忙しすぎると仕事中に苛々するのを隠せない。自分の苛々を自分で抑えきれず、平気で言葉や態度に出すから周りをドン引きさせている。そんな自分にさらに苛々を募らせる。悪循環だなぁ、と思う。「真面目」と言えば聞こえはいいが、悲しいかな、「融通が利かない」と言うほうが正解だろう。自覚しているだけマシだと思いたい。そう思うことにする。いや、そう思わなければやってられない。

わたしは愛想ばかりいいから、基本的に会社のひとには「あの子はいつもニコニコしていてとってもいい子」と思われている。飲み会のお誘いもそれなりに多いし、わたしを良く評価してくれているひとがたくさんいることを人伝に聞く機会も多い。
有難くもそんなわたしの“良い評価”を耳にするたび、「本当のわたし」とのギャップに一番戸惑っているのは他の誰でもないわたし。わたしは周りに隠すべきことが多すぎて、気を張っていないといつか襤褸が出るから、一生懸命に気を張りつめて仕事をする、人付き合いをする。だから余計に疲れる。苛々する。

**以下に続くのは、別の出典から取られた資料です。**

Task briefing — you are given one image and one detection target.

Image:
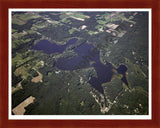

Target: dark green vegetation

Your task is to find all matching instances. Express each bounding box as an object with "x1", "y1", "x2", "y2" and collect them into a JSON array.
[{"x1": 12, "y1": 12, "x2": 148, "y2": 115}]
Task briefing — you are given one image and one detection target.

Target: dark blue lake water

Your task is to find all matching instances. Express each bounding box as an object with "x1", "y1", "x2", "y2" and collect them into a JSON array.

わたしが心のうちに秘めてるものはどす黒い感情ばかりだ。
自分が一番正しいと思っていて、他人に間違いを指摘されることが大嫌い。それが原因で上司に平気で楯突いたり、自分の周りについて変に疑り深くなったりもする。
自分が「正しい」と思ったことは簡単には曲げられない。上司や先輩に「それは違うよ」と言われたその理由を自分でちゃんと飲み込めたら、それは素直に受け入れられる。でも、上司のくだらない見栄やコダワリのせいで自分の信念を曲げざるを得ないようなとき、それが社会人としての宿命だというならわたしはすぐにでも会社を辞めてやる。
今週、社会人になって初めてそんなことがあって、いわゆる“いい人”の多いうちの会社にもこんな肝っ玉の小さい男がいたのか、と呆れると同時に鼻で笑ってしまったのだった。

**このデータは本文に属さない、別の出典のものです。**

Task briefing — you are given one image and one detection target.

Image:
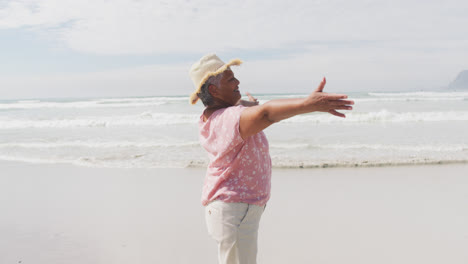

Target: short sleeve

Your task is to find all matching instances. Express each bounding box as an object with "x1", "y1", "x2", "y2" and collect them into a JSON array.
[{"x1": 212, "y1": 106, "x2": 245, "y2": 152}]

そんなこんなで、仕事の面白さもくだらなさも悔しさも悲しさも、ありとあらゆる感情に渦巻いた11月は来る日も来る日も残業ばかり。来月振り込まれる給料の3分の1は残業代になった。あと10日ばかりで冬のボーナスも出る。年末に向けてイベントごとが多い季節だけど、彼氏もおらず人付き合いの苦手なわたしはお金がおもしろいほどに貯まってゆく。ボーナスが出たら、ちょっと良い包丁セットとガラスボウルのセットと圧力鍋を買おうと思っている。

あっというまに12月だ。師走。お坊さんが走る。わたしだって負けないくらいに思いっきり走り回る…つもり。